Working on the Internet of Things (IoT)
On Monday night, my attempted humor about the Tom Brady cold peaking on Monday for millions of Pats fans was not funny at all. In addition to raging “flu-like symptoms,” I experienced “the chills” for the first time. Not fun. The good news was that my home thermostat is a ‘thing” in the internet of um, things, so I was able to jack up the temperature right from my phone while dying in bed. The bad news was that hot air wasn’t enough, and until my son’s electric blankey was transported upstairs by a “human of things,” my daughter, I was teeth chattering cold.

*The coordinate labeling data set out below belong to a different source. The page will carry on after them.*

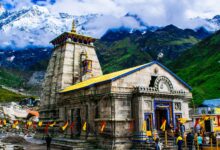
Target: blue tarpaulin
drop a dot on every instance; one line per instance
(211, 103)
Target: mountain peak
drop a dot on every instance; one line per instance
(2, 9)
(39, 9)
(217, 17)
(170, 27)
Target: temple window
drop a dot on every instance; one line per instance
(152, 81)
(87, 66)
(126, 103)
(178, 106)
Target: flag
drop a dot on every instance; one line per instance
(201, 123)
(65, 126)
(163, 126)
(15, 124)
(144, 126)
(34, 125)
(46, 128)
(52, 124)
(84, 127)
(40, 123)
(4, 122)
(131, 126)
(103, 125)
(72, 125)
(182, 120)
(29, 123)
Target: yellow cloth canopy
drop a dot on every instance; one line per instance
(100, 79)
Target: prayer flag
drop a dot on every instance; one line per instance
(40, 123)
(84, 127)
(15, 124)
(131, 126)
(103, 125)
(72, 125)
(52, 124)
(4, 122)
(163, 126)
(65, 126)
(144, 126)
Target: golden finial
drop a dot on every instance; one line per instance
(73, 27)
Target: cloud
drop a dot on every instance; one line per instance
(113, 15)
(153, 12)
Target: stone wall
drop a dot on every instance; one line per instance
(143, 77)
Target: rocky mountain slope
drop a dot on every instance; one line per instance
(200, 67)
(119, 49)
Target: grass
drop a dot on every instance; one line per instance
(190, 40)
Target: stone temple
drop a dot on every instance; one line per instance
(76, 90)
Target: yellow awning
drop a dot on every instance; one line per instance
(102, 78)
(117, 75)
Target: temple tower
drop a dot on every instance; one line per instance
(73, 60)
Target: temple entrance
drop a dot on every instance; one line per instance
(161, 115)
(163, 111)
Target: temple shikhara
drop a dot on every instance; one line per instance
(112, 107)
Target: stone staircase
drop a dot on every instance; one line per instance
(75, 144)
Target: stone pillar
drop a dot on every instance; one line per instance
(140, 117)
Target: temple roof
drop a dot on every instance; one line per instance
(116, 75)
(64, 36)
(211, 103)
(72, 35)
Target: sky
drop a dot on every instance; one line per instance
(152, 12)
(181, 13)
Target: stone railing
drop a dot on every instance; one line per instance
(153, 90)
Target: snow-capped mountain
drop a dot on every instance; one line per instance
(1, 9)
(37, 26)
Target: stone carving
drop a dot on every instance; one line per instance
(163, 84)
(177, 106)
(148, 105)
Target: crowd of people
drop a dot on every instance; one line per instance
(194, 138)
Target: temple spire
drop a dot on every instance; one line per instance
(73, 30)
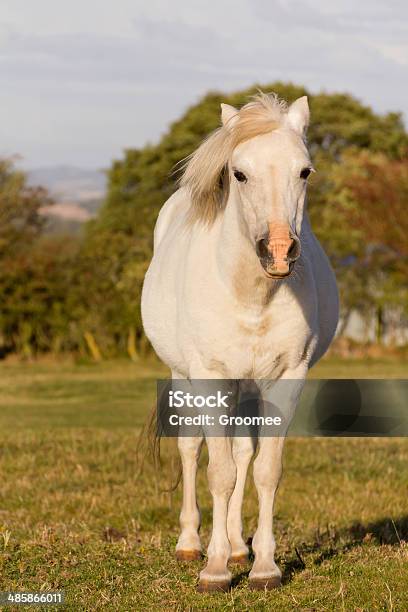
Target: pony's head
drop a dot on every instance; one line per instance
(258, 161)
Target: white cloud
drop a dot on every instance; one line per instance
(88, 78)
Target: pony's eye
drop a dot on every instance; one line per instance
(304, 173)
(240, 176)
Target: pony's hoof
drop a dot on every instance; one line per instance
(213, 586)
(260, 584)
(239, 559)
(188, 555)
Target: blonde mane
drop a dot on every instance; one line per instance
(205, 171)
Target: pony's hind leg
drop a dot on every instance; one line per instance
(188, 546)
(242, 451)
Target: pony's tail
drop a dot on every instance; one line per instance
(149, 444)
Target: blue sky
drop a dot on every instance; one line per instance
(81, 81)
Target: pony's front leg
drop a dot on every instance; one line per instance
(267, 471)
(221, 479)
(242, 451)
(281, 396)
(188, 545)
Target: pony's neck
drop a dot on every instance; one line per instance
(238, 262)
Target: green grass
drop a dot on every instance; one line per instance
(77, 515)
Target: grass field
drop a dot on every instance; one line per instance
(76, 515)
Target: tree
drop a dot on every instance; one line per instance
(118, 244)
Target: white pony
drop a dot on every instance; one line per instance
(239, 288)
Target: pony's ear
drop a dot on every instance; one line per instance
(229, 115)
(298, 115)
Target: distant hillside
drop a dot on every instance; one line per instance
(69, 183)
(78, 194)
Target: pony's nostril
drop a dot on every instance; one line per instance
(294, 249)
(262, 248)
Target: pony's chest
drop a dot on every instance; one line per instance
(260, 345)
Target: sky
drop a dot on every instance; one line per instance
(83, 80)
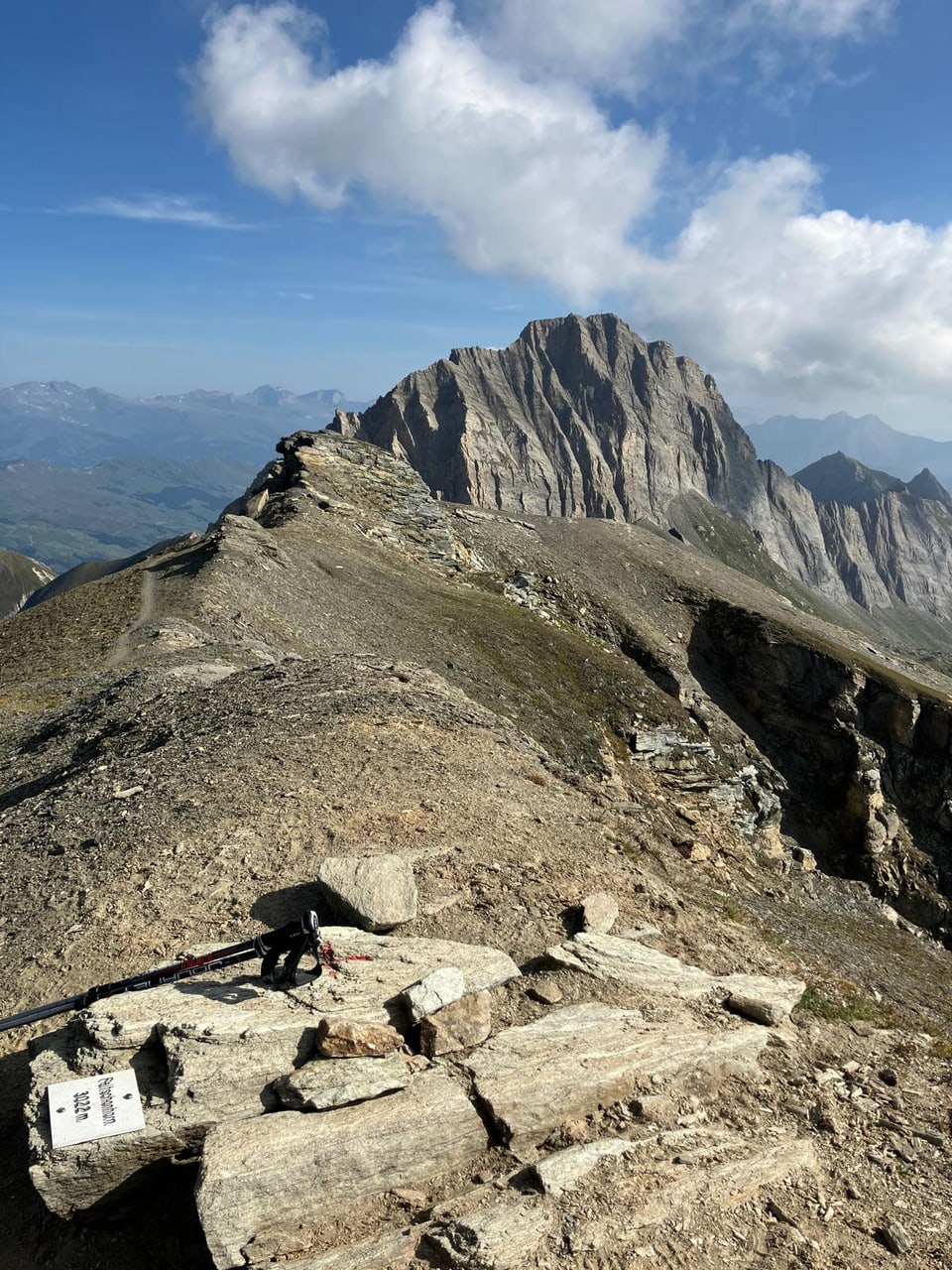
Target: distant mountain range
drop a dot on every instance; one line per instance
(794, 444)
(73, 427)
(89, 475)
(581, 418)
(842, 479)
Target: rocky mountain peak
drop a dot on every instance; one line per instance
(927, 485)
(842, 479)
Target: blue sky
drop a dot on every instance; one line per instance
(329, 195)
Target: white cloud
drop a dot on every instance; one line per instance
(508, 168)
(784, 302)
(168, 208)
(625, 48)
(606, 44)
(789, 300)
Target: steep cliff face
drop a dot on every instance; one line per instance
(581, 418)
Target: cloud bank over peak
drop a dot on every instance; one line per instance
(509, 169)
(495, 128)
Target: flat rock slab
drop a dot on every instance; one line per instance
(461, 1025)
(327, 1083)
(572, 1061)
(388, 1254)
(766, 1001)
(722, 1187)
(284, 1174)
(73, 1179)
(566, 1169)
(213, 1046)
(502, 1237)
(227, 1002)
(617, 959)
(375, 892)
(356, 1038)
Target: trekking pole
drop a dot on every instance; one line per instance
(290, 942)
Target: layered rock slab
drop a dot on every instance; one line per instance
(321, 1086)
(285, 1174)
(572, 1061)
(502, 1237)
(616, 959)
(221, 1042)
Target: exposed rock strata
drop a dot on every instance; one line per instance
(656, 974)
(580, 417)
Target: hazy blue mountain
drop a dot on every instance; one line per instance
(841, 479)
(64, 515)
(794, 444)
(89, 475)
(62, 423)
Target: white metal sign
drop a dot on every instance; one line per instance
(96, 1106)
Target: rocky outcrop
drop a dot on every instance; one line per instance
(581, 418)
(264, 1176)
(841, 479)
(19, 578)
(209, 1053)
(866, 756)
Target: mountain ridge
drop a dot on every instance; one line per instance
(580, 417)
(794, 443)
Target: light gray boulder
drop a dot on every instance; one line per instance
(435, 991)
(566, 1169)
(502, 1237)
(636, 965)
(599, 912)
(376, 892)
(460, 1025)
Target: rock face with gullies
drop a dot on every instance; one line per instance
(581, 418)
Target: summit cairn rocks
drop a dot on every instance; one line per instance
(538, 1078)
(320, 1086)
(460, 1025)
(356, 1038)
(377, 893)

The convenience of the Nest thermostat got me thinking about this whole “Internet of Things” (IoT) thing. OK, so what is it? I like this definition:
“Internet of Things” means devices that can sense aspects of the real world — like temperature, lighting, the presence or absence of people or objects, etc. — and report that real-world data, or act on it. Instead of most data on the Internet being produced and consumed by people (text, audio, video), more and more information would be produced and consumed by machines, communicating between themselves to (hopefully) improve the quality of our lives.
Here are some very cool IoT examples, and while I’m pretty excited about the possibilities, there’s definitely a creepy factor (is my Nest watching me?) and security concerns, but in my opinion, the potential benefits outweigh the risks, and risks have to be mitigated.
So what about IoT for the workforce? How’s that going to um, work? In this Forbes article, Jacob Morgan wonders, “What if the wearable device you used in the workplace could tell you when and where you were most active and productive and shared that information with other devices that you used while working?”
That question has both fascinating and terrifying implications for the future. How do you think the “Internet of Things” could impact your life and work life?